Elle lança la pièce en l'air : Ce fut pile.

Cantor, qui travaillait à une pièce de forge, vit arriver sa mère et se leva aussitôt car il n'avait pas la conscience tranquille.

– Viens avec moi dans les bois, lui dit-elle.

Le ton était sans réplique. Il la suivit non sans inquiétude. Elle paraissait résolue à tout. C'était un jour de printemps clair, mais très frais, presque froid car il avait beaucoup plu la veille. La terre, gorgée d'eau, avait une teinte violacée à travers le timide envahissement des herbes. Le vent lui-même était frais et léger. Le sous-bois bleu et or. Angélique marchait vite. Elle connaissait chaque piste, et bien qu'elle allât sans but et l'esprit préoccupé, elle ne s'égarait pas. Cantor avait peine à la suivre et se sentait lourdaud pour se glisser subrepticement parmi l'entrelacement des rameaux emperlés de vert par les premières feuilles. Angélique disait parfois :

– Tiens ! Il y a du bois gentil dans ce ravin. Il faudra y revenir, à l'automne les champignons poussent à leurs pieds.

Ou bien :

– Le laurier blanc va fleurir... Quelle est cette odeur ?... Ah ! De la valériane.

Elle ne s'arrêtait pas, l'œil alerte, le visage un peu levé, captant le plus subtil parfum, et la voyant s'avancer ainsi devant lui d'un pas si léger, comme si les branches s'écartaient devant elle, il songeait « une fée... ».

Ils furent au haut de la montagne et là le sol rêche s'ouvrait sous leurs pas tandis qu'entre les troncs de la pinède le vent passait murmurant. Aux pins, il y avait des bourgeons d'or jaune et d'or vert. Rouge cerise, aux sapins. Rosé sur l'épinette, lilas pour le mélèze. Une odeur délicieuse et balsamique s'évaporait comme un encens.

Angélique s'arrêta à l'extrémité du plateau et regarda vers l'horizon. Au-dessous d'eux, on voyait serpenter la rivière sacrée qui suivait son cours et s'en allait vers l'est. Elle se retourna vers Cantor.

– Tu ne l'aimes pas, dit-elle. Mais un enfant, quel qu'il soit, d'où qu'il vienne, quel que soit son père, quelle que soit sa mère, est toujours un enfant, et accabler la faiblesse est toujours une lâcheté.

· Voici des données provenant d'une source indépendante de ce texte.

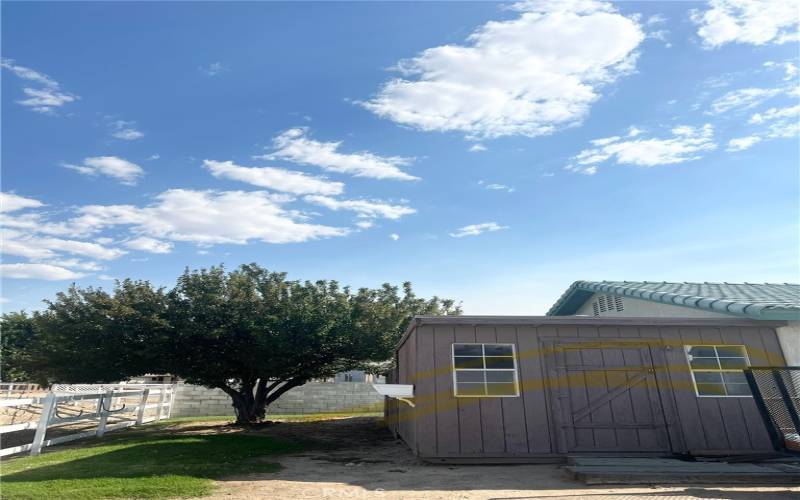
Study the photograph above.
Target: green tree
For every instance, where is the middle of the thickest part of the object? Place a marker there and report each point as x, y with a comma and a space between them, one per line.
90, 336
249, 332
18, 340
255, 335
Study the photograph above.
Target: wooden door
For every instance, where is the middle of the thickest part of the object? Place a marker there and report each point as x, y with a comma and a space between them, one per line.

Cantor était un peu essoufflé. Les mots l'atteignirent et il resta muet... « un enfant, une lâcheté ».

– ...Si le sang de tes ancêtres chevaliers ne te l'a pas appris, je te le rappelle aujourd'hui.

Angélique reprit sa marche. Elle descendit un peu et s'engagea dans un sentier qui, à mi-côte, suivait le tracé de la rivière et s'abaissait peu à peu pour rejoindre la vallée.

– Quand tu es né, reprit-elle, c'était le jour où ton père fut brûlé en effigie sur la place de Grève. Mais moi, je le croyais mort... Quand je t'ai ramené au Temple, si petit dans mes bras, c'était le jour de la Chandeleur et je me rappelle que Paris embaumait de l'odeur des beignets au citron que les enfants orphelins vendent ce jour-là dans les rues. J'avais vingt ans. Tu vois, je n'étais pas beaucoup plus âgée que toi aujourd'hui. Quand je suis arrivée dans la cour du Temple j'entendis un bébé qui pleurait et je vis Florimond que des gamins poursuivaient en lui jetant des pierres et de la neige et en criant :

« Petit sorcier ! Petit sorcier ! Montre-nous tes cornes... »

Cantor s'arrêta net et devint rouge tandis que ses poings se serraient de fureur.

– Oh ! s'exclama-t-il, que n'étais-je là ! Que n'étais-je là !

– Mais tu étais là, dit Angélique en riant ; seulement tu n'étais qu'un enfant de quelques jours à peine.